A Espronceda le tenemos por un gran poeta y, en efecto, obras suyas como El diablo mundo o El estudiante de Salamanca le acreditan sobradamente como tal. Pero él se consideró simplemente un rebelde, un adalid de la libertad. Dedicó su vida a luchar contra la opresión y el conservadurismo. De todos los románticos fue el único que mantuvo su liberalismo hasta sus consecuencias finales.
Contaba sólo quince años cuando ahorcaron al general Rafael Riego, sublevado contra Fernando VII. Para vengar su muerte, Espronceda se incorporó a una sociedad secreta, Los Numantinos, brazo político de la Academia del Mirto, foro literario donde había leído sus primeros versos. Por firmar un manifiesto de protesta por esta ejecución, fue condenado a cinco años de prisión.
En 1927 se tuvo que exiliar a Lisboa y, más adelante, a Londres y a París, donde estuvo involucrado en las jornadas revolucionarias de 1830. Fue indultado en 1833 y regresó a Madrid, pero le volvieron a encarcelar por sus versos.

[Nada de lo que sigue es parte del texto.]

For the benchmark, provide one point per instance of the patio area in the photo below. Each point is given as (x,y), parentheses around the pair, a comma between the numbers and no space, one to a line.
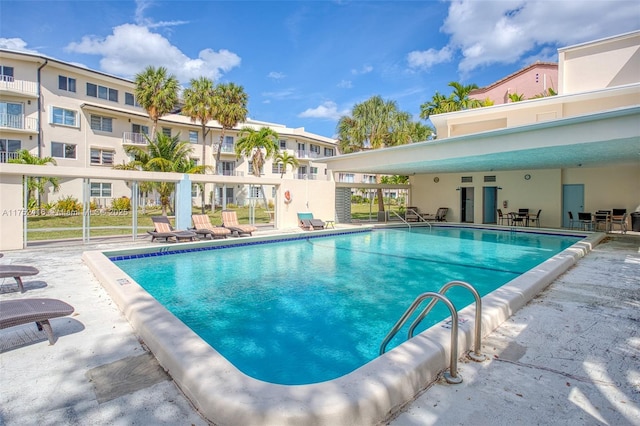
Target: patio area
(569,356)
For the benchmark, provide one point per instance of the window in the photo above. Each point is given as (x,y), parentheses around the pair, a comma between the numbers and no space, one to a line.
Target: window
(103,124)
(6,73)
(102,92)
(139,128)
(101,157)
(277,168)
(63,150)
(66,83)
(130,99)
(11,115)
(9,149)
(63,116)
(100,189)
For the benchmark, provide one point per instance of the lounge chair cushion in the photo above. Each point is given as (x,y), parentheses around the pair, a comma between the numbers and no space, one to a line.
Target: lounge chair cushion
(17,271)
(40,311)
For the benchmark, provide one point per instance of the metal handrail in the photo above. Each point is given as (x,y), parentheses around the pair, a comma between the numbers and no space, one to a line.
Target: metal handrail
(452,376)
(476,355)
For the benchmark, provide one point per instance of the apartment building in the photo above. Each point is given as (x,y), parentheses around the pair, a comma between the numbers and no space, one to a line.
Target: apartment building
(85,118)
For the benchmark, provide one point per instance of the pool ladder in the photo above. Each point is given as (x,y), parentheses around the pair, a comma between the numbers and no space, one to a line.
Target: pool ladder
(452,375)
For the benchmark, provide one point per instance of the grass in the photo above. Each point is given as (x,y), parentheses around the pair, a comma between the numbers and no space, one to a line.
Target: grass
(50,227)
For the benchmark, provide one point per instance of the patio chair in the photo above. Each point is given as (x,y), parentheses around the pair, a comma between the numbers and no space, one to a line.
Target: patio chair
(308,222)
(586,221)
(17,272)
(441,214)
(203,227)
(230,221)
(502,218)
(23,311)
(163,229)
(619,218)
(535,219)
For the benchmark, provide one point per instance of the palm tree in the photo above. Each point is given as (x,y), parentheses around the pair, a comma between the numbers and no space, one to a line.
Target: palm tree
(230,109)
(36,185)
(164,154)
(259,145)
(199,105)
(284,158)
(516,97)
(157,93)
(374,124)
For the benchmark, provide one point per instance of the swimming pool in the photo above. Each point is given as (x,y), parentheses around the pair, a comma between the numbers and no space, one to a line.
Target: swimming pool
(311,310)
(368,395)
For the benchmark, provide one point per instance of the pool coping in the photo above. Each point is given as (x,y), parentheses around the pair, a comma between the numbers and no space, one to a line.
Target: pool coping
(368,395)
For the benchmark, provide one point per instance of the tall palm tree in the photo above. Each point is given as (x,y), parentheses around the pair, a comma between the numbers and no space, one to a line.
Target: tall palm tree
(163,154)
(230,109)
(199,106)
(36,185)
(374,124)
(157,93)
(259,145)
(286,159)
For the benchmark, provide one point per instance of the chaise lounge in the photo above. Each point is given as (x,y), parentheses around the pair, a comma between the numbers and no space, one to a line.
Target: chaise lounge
(40,311)
(308,222)
(163,229)
(17,272)
(230,221)
(205,228)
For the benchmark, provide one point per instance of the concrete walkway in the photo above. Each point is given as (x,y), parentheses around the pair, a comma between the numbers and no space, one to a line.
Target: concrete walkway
(571,356)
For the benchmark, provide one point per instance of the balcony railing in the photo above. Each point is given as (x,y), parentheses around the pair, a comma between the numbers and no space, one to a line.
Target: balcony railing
(18,121)
(130,138)
(225,148)
(9,84)
(6,156)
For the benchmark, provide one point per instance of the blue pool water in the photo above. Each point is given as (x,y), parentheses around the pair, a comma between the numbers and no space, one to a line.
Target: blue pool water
(311,310)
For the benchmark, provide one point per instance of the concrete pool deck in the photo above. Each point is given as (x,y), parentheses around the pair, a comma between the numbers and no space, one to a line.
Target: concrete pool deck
(570,355)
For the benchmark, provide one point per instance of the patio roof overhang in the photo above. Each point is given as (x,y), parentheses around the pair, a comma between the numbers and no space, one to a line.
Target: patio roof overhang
(594,140)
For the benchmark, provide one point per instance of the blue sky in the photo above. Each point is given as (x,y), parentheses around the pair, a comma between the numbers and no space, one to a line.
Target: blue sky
(305,64)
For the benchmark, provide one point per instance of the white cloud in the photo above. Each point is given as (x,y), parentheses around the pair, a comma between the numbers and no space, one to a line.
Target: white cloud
(132,47)
(366,69)
(507,31)
(15,44)
(428,58)
(328,110)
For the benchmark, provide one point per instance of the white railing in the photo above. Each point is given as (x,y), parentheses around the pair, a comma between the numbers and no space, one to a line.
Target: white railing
(6,156)
(18,121)
(130,138)
(20,86)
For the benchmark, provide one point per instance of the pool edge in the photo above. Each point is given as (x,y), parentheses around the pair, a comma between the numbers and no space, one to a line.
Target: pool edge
(224,395)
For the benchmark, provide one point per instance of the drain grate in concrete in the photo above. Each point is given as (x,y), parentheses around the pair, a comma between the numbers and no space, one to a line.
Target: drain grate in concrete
(125,376)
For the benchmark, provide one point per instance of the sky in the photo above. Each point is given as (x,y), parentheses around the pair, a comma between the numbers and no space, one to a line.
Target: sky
(307,63)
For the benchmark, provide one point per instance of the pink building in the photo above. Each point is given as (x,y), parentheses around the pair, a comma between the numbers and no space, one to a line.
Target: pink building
(531,81)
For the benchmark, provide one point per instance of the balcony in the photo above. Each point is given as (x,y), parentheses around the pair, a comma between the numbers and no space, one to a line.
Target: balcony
(22,88)
(6,156)
(130,138)
(226,148)
(18,123)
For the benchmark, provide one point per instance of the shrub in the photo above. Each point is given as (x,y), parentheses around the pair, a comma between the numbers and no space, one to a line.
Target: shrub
(122,203)
(68,204)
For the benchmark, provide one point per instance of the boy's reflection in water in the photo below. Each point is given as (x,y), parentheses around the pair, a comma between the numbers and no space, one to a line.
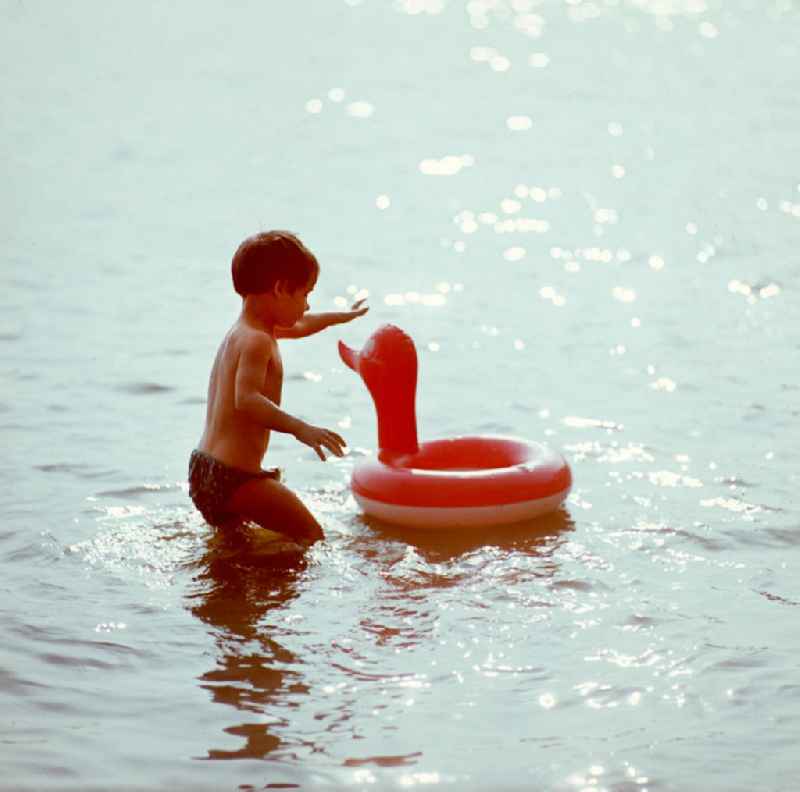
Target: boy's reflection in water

A partir de ahí militó en la izquierda del liberalismo y su vida fue una lucha constante. Conspiró contra el gobierno de Martínez de la Rosa, fue detenido y desterrado repetidas veces, mantuvo una postura de agitación social permanente, criticó la desamortización por considerar que había dejado de lado a los pobres, atacó sistemáticamente a los Borbones y defendió el republicanismo, fue miembro del Partido Progresista y parlamentario en sus filas… un verdadero símbolo de rebelión moral y política.
José de Espronceda (1808-1842) fue el más representativo de nuestros poetas románticos, el arquetipo del literato apasionado. Los héroes de sus composiciones fueron piratas, cosacos, mendigos y proscritos, rebeldes ante toda autoridad y a toda norma impuesta por la razón.